Ein "ganz klares Nein zur Verschärfung des Sexualstrafrechts" deponierte Philipp Wolm, Präsident der Vereinigung der Österreichischen StrafverteidigerInnen. "Ein 'Nur ein Ja ist ein Ja' würde den Tatbestand ändern. Ich sehe da keinen Regelungsbedarf, zumal für die Gerichte in diesen Fällen die Probleme bei der Beweiswürdigung schon jetzt groß genug sind", gab Wolm zu bedenken. Sexuelle Kontakte fänden "im Regelfall nonverbal statt. Reicht dann ein Nicken? Was ist, wenn beide beeinträchtigt sind? Kann man dann überhaupt zustimmen", fragte sich der Wiener Strafverteidiger. Wichtiger sei es, das Augenmerk auf die Präventionsarbeit zu legen und in der Gesellschaft das Bewusstsein der sexuellen Selbstbestimmung zu stärken.

Staatsanwälte kommen "mit geltendem Recht gut aus"

Vor legistischen Schnellschüssen warnte auch Anna-Maria Wukovits, Vizepräsidentin der Vereinigung Österreichischer Staatsanwältinnen und Staatsanwälte. Sie appellierte an die Politik, im Fall von möglichen Gesetzesänderungen "die Praxis und Expertinnen und Experten einzubinden" und diese nur "nach einer breiten Diskussion" anzudenken. "Die Praxis kommt mit dem geltenden Recht gut aus. Ich sehe keine Regelungslücke", hielt Wukovits fest.

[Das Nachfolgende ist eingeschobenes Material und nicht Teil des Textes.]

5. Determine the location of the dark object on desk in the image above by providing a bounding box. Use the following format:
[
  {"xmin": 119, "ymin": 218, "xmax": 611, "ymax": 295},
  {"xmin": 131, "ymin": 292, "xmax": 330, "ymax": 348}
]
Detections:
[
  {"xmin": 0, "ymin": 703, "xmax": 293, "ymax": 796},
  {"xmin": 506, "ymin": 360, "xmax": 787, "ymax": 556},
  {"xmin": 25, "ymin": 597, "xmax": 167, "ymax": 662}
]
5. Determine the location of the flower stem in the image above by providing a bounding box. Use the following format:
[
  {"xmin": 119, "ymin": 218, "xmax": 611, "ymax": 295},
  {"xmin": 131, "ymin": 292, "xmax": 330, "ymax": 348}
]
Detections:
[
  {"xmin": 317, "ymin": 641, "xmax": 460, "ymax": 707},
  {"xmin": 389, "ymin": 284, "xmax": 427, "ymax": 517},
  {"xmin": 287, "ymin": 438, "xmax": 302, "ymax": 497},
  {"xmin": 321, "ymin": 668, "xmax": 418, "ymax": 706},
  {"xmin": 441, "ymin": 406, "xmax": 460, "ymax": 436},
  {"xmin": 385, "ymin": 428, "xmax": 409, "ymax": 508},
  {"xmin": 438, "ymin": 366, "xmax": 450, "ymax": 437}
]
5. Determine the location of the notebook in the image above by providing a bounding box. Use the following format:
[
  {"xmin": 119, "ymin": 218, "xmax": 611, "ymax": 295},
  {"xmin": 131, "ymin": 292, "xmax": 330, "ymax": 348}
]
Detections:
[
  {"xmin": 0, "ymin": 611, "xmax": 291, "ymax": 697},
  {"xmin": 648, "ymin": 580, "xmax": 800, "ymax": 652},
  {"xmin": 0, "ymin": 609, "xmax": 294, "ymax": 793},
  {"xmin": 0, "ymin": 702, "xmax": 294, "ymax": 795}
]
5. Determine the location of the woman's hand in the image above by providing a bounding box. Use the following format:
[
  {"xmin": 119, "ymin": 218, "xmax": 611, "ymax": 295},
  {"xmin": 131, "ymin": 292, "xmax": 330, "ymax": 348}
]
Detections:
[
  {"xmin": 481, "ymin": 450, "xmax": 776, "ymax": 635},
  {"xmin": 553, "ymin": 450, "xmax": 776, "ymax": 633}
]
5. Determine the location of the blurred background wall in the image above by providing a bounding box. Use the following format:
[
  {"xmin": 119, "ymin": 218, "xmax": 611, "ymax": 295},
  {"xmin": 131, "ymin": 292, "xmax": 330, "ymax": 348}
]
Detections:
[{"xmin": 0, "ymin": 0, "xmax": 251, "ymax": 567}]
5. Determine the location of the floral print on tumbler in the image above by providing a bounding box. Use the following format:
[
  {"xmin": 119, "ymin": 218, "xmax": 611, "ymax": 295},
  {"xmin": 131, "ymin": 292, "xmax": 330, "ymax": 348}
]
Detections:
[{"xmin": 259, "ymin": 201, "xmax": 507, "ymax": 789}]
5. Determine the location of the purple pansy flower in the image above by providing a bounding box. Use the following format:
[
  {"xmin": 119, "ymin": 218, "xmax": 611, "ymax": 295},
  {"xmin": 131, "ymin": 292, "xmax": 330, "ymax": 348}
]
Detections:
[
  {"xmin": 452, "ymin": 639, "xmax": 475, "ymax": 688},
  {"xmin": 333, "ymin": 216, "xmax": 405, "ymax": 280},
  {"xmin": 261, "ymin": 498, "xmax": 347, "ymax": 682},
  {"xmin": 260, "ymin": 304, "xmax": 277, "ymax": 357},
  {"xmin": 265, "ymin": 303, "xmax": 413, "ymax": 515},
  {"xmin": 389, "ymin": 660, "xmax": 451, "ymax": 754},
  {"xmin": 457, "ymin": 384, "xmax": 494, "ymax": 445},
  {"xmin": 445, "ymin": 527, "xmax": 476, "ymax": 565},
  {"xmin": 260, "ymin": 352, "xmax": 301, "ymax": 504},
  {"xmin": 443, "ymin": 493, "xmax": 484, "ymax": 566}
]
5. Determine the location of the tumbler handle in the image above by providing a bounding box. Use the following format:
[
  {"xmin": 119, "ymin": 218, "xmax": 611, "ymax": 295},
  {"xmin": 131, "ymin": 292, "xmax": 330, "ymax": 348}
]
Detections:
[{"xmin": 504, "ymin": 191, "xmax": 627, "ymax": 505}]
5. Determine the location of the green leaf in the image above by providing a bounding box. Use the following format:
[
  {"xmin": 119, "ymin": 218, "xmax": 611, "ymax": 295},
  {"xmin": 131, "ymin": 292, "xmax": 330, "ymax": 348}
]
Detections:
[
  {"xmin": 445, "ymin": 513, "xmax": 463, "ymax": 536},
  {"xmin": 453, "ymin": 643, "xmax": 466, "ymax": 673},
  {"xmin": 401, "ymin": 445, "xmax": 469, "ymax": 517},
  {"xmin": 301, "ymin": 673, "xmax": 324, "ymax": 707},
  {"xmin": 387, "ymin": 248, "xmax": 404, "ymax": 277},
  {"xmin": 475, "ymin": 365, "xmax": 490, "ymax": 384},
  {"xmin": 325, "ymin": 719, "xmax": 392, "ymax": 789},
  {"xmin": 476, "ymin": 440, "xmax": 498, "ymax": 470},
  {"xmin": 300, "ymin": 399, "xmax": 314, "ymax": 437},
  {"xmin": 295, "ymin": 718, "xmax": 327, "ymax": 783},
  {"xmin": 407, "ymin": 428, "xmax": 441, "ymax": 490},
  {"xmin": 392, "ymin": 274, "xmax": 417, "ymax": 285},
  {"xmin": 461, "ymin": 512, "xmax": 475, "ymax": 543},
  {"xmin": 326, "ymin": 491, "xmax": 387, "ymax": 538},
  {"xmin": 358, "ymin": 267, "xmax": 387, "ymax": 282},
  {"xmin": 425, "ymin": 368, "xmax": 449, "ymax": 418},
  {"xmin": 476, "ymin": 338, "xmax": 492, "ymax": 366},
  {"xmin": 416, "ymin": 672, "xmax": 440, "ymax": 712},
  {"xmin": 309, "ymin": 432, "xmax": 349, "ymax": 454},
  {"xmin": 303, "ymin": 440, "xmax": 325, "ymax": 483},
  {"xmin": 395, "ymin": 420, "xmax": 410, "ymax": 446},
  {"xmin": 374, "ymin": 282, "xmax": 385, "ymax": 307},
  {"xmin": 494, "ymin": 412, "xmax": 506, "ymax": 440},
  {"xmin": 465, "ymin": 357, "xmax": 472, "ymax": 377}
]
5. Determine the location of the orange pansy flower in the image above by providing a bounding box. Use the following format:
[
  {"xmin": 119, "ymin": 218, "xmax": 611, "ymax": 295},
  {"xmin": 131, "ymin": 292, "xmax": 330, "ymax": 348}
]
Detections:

Bei Vergehen bzw. Verbrechen gegen die sexuelle Selbstbestimmung fehle es oft an der Qualität von Beweismitteln, Staatsanwaltschaften und Gerichte hätten oft mangels sonstiger Beweise eine Glaubwürdigkeitsprüfung durchzuführen. "Wenn man etwas nicht beweisen kann, muss man ein Ermittlungsverfahren zwingend einstellen bzw. in einer Hauptverhandlung freisprechen. Das ist kein Scheitern der Justiz oder unserer Rechtsordnung. Das ist Teil des Rechtsstaats", betonte die Staatsanwältin, die bei der Staatsanwaltschaft Wien auf Sexualstrafsachen spezialisiert ist.

Ziel einer allfälligen Gesetzesänderung könne es jedenfalls nicht sein, "die Verurteilungsquote zu erhöhen. Ziel muss es sein, der Praxis Instrumente zur Hand zu geben, um lückenlos aufzuklären." Daher sei die Schaffung von Gewaltambulanzen zu begrüßen, an die sich von körperlicher bzw. sexueller Gewalt Betroffene zur Beweissicherung wenden können, sagte Wukovits.